The plans are part of a wider GBP1bn investment programme in Scotch whisky

Diageo is spending GBP30m (US$49m) to double production capacity at its Clynelish Distillery as part of a previously announced GBP1bn wider investment in Scotch whisky. 

Under the latest plans, announced today (16 January), the Clynelish facility, in Sutherland, will see an extra mashtun installed, ten new washbacks and six new copper stills - lifting capacity to 9m litres of alcohol a year.
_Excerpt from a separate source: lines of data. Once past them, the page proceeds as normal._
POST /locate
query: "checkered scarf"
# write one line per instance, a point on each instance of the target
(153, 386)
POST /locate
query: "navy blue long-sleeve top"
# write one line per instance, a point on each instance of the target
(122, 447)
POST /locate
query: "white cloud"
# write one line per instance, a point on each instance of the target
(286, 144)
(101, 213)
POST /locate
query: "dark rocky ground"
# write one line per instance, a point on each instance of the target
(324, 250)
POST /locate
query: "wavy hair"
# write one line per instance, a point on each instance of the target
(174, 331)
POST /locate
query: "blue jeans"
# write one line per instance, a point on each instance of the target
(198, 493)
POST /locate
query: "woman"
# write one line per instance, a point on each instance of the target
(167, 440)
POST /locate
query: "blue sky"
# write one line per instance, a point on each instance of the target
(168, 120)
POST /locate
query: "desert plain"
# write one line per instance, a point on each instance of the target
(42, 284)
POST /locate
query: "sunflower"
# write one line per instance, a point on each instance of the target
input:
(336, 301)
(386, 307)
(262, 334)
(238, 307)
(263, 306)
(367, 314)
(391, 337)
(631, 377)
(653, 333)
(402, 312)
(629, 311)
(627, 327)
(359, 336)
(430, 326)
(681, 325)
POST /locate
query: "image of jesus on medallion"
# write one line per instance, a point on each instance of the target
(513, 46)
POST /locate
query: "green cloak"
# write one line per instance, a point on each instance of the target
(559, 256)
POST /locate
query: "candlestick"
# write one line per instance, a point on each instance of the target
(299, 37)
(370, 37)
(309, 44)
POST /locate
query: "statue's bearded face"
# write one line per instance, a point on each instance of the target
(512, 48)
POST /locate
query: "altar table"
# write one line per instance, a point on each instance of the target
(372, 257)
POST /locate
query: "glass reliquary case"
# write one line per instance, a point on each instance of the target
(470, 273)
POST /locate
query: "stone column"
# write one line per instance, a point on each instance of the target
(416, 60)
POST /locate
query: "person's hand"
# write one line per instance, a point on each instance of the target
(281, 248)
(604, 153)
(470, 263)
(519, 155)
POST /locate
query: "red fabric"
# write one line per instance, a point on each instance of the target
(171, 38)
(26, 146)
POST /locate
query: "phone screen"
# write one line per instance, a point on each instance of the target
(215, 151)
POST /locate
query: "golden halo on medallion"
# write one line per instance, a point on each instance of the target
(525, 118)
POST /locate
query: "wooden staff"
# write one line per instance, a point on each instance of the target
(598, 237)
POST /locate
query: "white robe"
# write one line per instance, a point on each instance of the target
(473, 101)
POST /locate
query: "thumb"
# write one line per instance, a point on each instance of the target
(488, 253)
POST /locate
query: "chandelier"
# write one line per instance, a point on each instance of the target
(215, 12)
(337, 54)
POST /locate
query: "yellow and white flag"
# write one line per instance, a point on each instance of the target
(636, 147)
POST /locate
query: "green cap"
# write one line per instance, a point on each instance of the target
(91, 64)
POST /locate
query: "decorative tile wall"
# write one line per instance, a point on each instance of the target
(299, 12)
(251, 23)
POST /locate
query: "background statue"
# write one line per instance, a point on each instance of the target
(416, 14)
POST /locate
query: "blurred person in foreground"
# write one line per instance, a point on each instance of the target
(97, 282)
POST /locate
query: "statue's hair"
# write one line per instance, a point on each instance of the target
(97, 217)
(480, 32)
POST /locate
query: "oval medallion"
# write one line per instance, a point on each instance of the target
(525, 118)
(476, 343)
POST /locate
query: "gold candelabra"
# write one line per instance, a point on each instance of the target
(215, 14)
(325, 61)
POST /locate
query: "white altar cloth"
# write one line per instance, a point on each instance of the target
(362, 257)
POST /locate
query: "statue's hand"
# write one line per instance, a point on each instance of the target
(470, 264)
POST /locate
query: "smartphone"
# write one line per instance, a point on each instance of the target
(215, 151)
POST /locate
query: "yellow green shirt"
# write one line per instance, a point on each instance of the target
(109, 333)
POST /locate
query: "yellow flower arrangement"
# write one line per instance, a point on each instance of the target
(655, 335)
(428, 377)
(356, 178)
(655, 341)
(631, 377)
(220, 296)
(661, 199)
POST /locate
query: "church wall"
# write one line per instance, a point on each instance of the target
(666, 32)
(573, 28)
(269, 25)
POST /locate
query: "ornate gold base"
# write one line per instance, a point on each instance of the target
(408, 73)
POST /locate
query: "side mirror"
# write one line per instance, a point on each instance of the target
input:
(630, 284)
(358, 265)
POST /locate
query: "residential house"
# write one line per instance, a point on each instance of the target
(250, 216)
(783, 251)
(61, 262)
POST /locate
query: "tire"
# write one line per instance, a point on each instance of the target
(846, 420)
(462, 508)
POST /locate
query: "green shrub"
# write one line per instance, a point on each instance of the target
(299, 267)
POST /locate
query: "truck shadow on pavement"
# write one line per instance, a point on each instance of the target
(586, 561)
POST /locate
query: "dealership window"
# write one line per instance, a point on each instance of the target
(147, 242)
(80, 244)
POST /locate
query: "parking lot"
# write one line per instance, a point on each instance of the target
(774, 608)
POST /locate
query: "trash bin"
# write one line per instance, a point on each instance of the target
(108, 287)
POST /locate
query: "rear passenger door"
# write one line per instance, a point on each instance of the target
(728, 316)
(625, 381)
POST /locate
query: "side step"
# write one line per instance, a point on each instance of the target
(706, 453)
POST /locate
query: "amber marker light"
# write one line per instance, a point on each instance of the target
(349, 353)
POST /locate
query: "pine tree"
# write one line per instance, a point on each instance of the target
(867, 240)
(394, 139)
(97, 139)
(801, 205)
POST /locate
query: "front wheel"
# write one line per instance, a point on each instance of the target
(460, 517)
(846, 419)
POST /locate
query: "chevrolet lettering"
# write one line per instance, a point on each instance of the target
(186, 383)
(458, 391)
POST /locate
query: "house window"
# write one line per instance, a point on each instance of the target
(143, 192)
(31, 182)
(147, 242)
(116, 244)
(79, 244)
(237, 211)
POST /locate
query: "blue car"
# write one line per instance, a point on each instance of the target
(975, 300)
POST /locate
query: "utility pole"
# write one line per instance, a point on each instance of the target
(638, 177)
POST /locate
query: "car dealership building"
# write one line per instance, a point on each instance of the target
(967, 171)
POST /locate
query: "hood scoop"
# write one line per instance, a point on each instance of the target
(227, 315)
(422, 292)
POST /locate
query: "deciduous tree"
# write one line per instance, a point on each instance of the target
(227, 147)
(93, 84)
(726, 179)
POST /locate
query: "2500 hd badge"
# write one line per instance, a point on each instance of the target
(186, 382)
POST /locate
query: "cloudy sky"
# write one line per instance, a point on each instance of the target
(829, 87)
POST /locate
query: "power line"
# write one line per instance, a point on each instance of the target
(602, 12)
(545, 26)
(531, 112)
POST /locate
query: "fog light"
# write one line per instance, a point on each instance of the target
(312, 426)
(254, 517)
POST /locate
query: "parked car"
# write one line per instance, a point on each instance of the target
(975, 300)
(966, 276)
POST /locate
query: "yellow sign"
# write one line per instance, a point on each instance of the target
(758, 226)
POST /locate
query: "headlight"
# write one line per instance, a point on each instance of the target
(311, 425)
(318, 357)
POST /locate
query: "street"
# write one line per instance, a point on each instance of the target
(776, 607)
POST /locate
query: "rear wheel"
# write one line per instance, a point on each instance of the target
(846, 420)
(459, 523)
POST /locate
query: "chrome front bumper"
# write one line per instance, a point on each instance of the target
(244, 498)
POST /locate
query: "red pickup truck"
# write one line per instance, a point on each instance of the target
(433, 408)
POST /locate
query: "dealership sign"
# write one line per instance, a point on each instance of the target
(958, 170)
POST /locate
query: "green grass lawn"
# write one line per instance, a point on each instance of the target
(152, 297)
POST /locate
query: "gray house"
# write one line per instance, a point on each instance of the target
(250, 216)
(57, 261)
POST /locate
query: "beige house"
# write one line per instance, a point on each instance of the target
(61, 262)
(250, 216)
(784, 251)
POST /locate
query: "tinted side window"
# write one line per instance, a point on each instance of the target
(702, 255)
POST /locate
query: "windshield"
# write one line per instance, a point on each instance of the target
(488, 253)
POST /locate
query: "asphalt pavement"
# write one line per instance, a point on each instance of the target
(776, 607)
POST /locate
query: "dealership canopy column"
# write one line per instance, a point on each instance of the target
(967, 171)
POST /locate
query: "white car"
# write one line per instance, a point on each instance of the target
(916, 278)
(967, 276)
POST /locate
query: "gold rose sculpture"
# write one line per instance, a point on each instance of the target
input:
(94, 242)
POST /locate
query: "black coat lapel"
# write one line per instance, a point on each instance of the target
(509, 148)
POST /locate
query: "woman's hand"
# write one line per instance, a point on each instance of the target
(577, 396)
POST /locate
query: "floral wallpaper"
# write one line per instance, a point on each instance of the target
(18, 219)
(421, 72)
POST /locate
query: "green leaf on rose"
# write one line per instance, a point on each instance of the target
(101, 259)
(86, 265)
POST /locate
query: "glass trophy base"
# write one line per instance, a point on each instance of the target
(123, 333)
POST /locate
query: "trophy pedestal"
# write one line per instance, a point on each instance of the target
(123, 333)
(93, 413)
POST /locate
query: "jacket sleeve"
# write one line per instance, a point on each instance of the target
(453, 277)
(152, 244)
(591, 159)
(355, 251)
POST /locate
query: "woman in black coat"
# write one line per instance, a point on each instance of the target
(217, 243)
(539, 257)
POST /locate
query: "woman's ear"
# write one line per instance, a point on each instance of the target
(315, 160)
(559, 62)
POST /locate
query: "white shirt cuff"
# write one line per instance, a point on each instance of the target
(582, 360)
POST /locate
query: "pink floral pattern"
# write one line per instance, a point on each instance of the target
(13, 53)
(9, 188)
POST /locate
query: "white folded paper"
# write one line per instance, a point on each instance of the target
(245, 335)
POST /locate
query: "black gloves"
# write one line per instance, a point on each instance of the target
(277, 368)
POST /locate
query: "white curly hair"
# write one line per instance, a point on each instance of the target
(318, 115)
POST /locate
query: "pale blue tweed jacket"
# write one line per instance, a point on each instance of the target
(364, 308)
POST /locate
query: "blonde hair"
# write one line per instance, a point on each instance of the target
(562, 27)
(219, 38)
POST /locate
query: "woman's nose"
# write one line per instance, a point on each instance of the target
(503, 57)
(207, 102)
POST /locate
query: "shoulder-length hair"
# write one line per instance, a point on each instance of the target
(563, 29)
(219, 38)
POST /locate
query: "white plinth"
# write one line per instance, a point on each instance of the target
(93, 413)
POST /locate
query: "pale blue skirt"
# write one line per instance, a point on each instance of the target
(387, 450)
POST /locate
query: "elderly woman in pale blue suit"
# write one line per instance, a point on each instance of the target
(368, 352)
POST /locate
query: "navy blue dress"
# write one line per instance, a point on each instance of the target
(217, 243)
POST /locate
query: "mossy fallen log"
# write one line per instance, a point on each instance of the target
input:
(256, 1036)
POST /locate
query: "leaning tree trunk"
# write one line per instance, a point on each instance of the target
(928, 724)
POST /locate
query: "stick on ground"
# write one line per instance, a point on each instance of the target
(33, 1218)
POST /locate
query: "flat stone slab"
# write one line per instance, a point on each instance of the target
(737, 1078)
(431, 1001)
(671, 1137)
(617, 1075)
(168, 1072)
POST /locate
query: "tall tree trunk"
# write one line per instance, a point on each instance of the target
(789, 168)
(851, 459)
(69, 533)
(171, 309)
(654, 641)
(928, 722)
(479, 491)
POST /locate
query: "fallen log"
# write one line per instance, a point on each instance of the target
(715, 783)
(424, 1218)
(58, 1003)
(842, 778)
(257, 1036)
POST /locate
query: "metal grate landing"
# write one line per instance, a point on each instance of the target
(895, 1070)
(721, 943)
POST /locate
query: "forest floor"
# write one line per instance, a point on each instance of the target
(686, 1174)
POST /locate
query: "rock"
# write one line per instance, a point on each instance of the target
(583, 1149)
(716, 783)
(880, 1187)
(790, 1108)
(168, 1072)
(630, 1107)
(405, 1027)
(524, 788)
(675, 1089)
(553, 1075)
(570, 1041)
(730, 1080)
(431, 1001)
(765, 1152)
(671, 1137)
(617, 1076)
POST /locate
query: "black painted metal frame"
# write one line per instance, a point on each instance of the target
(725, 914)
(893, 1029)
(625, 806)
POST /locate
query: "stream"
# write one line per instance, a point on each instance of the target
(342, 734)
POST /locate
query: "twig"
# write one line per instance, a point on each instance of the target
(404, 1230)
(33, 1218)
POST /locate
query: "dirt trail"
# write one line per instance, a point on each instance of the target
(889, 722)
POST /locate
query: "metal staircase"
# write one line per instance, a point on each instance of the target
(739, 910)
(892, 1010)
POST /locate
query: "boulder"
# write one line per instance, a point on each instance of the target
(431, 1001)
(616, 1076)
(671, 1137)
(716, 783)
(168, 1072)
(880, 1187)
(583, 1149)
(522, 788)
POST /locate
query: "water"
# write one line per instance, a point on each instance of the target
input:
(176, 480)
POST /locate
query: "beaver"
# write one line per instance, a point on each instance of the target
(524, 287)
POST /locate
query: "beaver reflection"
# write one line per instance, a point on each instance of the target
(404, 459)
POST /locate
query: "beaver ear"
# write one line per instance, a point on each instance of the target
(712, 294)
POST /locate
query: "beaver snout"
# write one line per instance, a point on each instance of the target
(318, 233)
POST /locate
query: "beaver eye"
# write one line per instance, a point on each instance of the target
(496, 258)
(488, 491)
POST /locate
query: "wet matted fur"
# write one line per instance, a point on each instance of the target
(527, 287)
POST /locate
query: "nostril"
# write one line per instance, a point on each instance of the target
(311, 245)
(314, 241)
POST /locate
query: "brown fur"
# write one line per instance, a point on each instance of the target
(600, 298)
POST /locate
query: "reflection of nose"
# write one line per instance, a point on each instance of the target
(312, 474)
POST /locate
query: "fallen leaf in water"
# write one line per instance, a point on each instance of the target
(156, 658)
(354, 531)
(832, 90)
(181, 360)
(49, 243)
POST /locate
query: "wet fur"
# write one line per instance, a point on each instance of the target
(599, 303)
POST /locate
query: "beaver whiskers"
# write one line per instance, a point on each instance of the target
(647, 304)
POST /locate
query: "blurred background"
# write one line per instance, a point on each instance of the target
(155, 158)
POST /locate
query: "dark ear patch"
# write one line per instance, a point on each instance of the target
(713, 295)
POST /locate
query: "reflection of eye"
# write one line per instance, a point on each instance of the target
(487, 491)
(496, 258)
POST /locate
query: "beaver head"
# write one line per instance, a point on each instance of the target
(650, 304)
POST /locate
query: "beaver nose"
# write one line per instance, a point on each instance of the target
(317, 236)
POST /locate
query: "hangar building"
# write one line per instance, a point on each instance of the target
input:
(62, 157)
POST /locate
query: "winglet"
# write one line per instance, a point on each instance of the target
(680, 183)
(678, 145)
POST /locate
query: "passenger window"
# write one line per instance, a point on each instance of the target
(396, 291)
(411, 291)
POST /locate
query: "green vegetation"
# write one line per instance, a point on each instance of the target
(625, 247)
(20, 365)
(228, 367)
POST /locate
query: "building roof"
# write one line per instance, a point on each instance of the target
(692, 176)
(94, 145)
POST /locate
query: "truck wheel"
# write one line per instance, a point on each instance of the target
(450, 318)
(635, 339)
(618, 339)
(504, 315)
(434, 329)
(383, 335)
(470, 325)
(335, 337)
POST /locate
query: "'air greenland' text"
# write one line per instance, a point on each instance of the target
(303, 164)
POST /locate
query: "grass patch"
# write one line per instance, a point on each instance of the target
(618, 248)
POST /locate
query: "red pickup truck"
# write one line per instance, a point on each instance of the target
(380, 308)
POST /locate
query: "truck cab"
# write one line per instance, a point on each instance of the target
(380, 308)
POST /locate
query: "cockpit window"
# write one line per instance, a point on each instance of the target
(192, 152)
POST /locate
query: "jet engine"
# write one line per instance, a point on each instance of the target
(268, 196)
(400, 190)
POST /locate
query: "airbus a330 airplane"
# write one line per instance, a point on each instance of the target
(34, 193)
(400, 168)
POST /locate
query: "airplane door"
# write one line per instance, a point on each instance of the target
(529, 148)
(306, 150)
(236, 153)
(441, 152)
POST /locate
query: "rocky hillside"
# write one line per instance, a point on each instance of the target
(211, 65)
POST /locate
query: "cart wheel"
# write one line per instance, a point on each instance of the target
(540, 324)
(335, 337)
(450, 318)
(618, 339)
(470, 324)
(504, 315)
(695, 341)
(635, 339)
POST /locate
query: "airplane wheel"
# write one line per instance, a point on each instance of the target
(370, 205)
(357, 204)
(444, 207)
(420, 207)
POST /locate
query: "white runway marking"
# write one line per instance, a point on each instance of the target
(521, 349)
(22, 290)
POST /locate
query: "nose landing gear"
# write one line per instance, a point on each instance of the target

A bio-energy plant is also planned to provide non-fossil fuel energy to power the distillery, the company said.

The site, Diageo's most northerly facility, produces whisky used in its high-profile blended brand Johnnie Walker as well as Clynelish's own single malt brand.  

“Clynelish is a very special distillery, producing spirit that is highly prized for its quality and character and is an important part of our Scotch whisky blending inventory, so this is an important part of our investment programme,” said Keith Miller, Diageo's director of distillation & maturation. 

The plans are the latest chapter in the group's five-year strategy to invest GBP1bn in its Scotch whisky production facilites, first announced in June 2012. The group has seen significant growth in its Scotch whisky brands in emerging markets and expects this boom to be sustained, it has said. 

The investment also includes plans to double capacity at its Glen Ord and Teaninich sites and the construction of a “major” new distilllery.